わが大王の告げたまいしく、「世間は虚仮にして、ただ仏のみこれ真なり」と。その法を玩味するに、わが大王は天寿国の中に生れたまうべしと謂(おも)えり。

と記されているだけです。太子が「世間虚仮、唯仏是真」とおっしゃっていた言葉から考えて、天寿国に生まれたに違いないと橘大郎女が考えた、とあるのみであって、太子が「私は天寿国に生まれる」などと述べたとは書かれていません。

 大山氏は、どうせ後代の偽作なのだからと思ってか、当時の史料をまともに読んでおらず、古代史小説みたいな調子で想像を述べたてるのです。ここまで来ると資料の捏造であって、嘘としか言いようがありません。

 大山氏は、「天寿国繍帳」を作らせたという橘大郎女は、兄弟たちに次々に病死された光明皇后が、聖徳太子にすがり、情念によって作り出した架空の人物だなどと、まさに古代史小説のような説を主張しており、こうしたやり方を研究と称しているのです。

 三経義疏については、敦煌文書の権威であった藤枝晃先生たちのチームが、『勝鬘経』の注釈類を調査していて『勝鬘経義疏』と7割ほど一致する写本を発見したため、藤枝先生は『勝鬘経義疏』は中国北地の二流の注釈を遣隋使が持ってきたものだと論じました。中身を読んでいる仏教学者たちは反対したのですが、井上光貞先生などを除いては仏教にうとい人が多い古代史学界ではこれが通説となりました。
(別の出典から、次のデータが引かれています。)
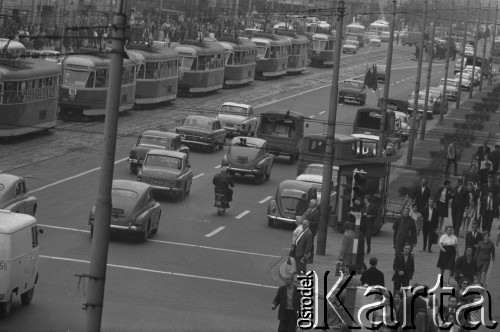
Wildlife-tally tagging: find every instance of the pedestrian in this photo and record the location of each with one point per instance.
(303, 247)
(458, 205)
(346, 256)
(485, 253)
(367, 224)
(288, 299)
(489, 211)
(373, 276)
(465, 266)
(417, 217)
(404, 267)
(451, 156)
(430, 219)
(312, 214)
(422, 194)
(404, 231)
(443, 196)
(448, 243)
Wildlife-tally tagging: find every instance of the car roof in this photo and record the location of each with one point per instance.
(236, 104)
(251, 140)
(11, 222)
(139, 187)
(168, 153)
(159, 133)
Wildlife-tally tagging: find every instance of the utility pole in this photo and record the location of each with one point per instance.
(447, 65)
(463, 56)
(429, 74)
(100, 241)
(413, 130)
(387, 82)
(485, 40)
(471, 91)
(330, 137)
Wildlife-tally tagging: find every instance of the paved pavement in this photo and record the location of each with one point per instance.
(382, 248)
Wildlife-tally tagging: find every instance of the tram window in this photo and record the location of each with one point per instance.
(101, 78)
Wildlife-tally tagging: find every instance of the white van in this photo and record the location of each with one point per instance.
(19, 258)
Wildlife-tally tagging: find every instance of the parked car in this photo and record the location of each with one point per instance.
(202, 131)
(249, 156)
(433, 104)
(154, 139)
(352, 91)
(466, 80)
(350, 46)
(451, 88)
(291, 199)
(134, 209)
(14, 195)
(238, 119)
(167, 172)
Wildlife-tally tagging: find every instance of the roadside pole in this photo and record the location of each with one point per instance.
(447, 64)
(100, 241)
(411, 141)
(429, 74)
(330, 136)
(471, 91)
(387, 81)
(485, 40)
(462, 55)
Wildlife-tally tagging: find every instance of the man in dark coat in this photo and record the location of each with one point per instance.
(303, 247)
(421, 195)
(373, 276)
(405, 231)
(404, 267)
(430, 219)
(288, 299)
(458, 205)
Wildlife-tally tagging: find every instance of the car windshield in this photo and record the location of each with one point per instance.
(163, 161)
(232, 109)
(352, 85)
(203, 123)
(155, 140)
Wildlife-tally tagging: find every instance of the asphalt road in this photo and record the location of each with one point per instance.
(201, 271)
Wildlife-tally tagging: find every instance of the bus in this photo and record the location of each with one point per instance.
(157, 77)
(358, 30)
(84, 88)
(28, 93)
(297, 57)
(272, 54)
(321, 49)
(202, 66)
(379, 27)
(241, 60)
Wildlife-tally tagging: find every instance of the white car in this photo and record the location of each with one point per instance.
(451, 88)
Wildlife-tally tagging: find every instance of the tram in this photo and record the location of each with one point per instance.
(28, 92)
(157, 77)
(297, 57)
(321, 51)
(241, 55)
(272, 54)
(85, 83)
(202, 66)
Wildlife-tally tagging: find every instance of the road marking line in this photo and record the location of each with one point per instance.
(125, 267)
(73, 177)
(215, 231)
(242, 214)
(175, 243)
(265, 199)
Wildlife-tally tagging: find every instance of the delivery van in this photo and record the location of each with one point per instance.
(19, 258)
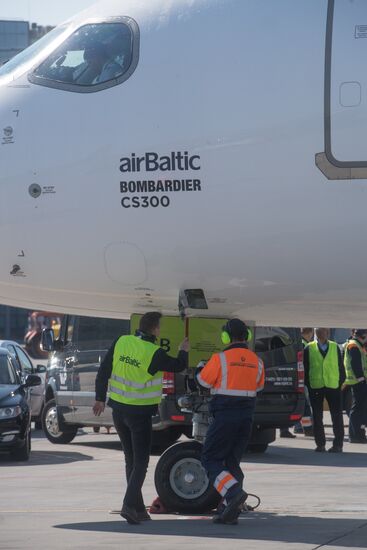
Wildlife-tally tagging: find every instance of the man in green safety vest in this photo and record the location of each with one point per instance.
(355, 362)
(133, 368)
(324, 376)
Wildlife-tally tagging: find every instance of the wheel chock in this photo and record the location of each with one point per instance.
(157, 507)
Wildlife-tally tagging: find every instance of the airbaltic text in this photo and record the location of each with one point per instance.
(151, 162)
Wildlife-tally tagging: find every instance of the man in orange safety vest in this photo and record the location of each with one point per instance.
(234, 377)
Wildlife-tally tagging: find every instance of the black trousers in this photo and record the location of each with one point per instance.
(334, 399)
(358, 411)
(135, 433)
(226, 441)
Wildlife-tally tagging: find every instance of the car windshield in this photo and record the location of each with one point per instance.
(28, 57)
(7, 374)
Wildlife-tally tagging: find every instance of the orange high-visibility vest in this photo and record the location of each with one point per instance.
(237, 371)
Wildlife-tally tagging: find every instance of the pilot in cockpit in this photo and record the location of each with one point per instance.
(99, 66)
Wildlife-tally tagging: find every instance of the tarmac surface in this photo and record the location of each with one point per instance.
(63, 498)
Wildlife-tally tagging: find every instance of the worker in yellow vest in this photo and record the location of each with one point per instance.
(133, 368)
(355, 362)
(324, 376)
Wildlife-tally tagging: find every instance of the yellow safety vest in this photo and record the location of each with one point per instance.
(324, 371)
(130, 382)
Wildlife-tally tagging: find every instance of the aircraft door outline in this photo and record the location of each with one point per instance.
(345, 92)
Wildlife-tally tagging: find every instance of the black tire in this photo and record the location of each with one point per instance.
(177, 493)
(51, 427)
(161, 439)
(23, 453)
(38, 424)
(257, 448)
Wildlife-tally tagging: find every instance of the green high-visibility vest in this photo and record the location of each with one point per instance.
(130, 382)
(350, 376)
(324, 371)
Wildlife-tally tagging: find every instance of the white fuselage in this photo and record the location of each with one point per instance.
(198, 171)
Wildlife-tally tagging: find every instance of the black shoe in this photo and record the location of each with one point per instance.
(143, 516)
(130, 515)
(287, 434)
(335, 449)
(231, 511)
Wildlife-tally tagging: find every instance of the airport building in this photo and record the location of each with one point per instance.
(14, 37)
(17, 35)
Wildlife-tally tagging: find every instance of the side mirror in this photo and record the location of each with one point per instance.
(32, 380)
(41, 369)
(48, 339)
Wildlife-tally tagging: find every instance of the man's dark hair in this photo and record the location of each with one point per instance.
(150, 321)
(359, 332)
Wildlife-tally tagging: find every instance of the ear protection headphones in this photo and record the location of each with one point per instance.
(227, 333)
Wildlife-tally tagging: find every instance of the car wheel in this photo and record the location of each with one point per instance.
(181, 481)
(50, 425)
(23, 453)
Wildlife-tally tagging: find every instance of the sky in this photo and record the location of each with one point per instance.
(43, 12)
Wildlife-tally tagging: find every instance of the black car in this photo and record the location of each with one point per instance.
(15, 412)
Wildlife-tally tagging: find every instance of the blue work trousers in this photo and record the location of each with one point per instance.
(226, 441)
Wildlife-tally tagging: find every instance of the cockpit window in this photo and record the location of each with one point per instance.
(96, 56)
(26, 59)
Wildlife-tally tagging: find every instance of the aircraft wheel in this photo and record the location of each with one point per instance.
(181, 481)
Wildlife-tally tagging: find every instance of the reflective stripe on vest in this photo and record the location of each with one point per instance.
(324, 371)
(223, 389)
(351, 379)
(130, 381)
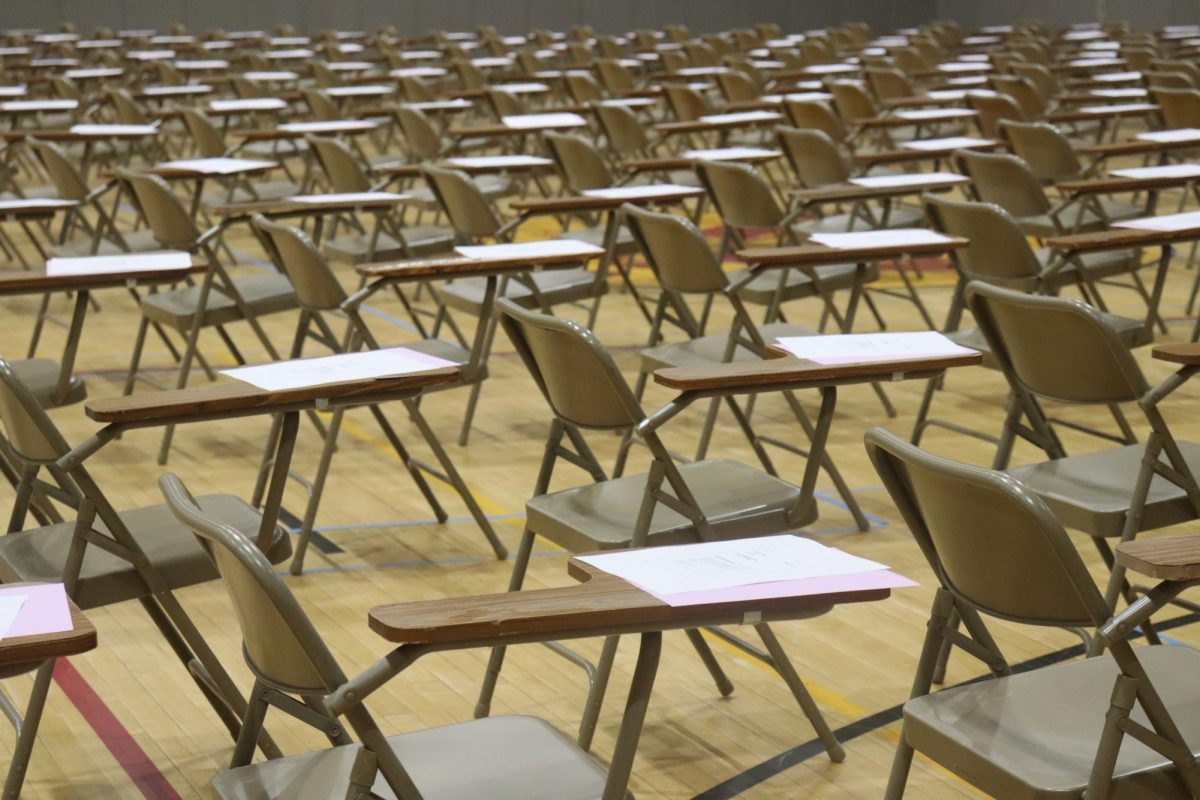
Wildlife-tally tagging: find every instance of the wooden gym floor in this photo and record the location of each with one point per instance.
(127, 721)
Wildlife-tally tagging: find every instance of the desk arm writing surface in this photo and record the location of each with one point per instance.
(234, 397)
(774, 374)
 藤枝説は誤りであって、『勝鬘経義疏』は「憲法十七条」や 『法華義疏』『維摩経義疏』と同様に変格語法が目立ち、中国人の作ではありえないことは、私が早くから指摘しており、このブログでも何度も説明しています。最近は、韓国の変格漢文ととも異なっており、『源氏物語』のように文が長いため、接続詞が発達していなかった日本の作だと論じるようになりました(こちら)。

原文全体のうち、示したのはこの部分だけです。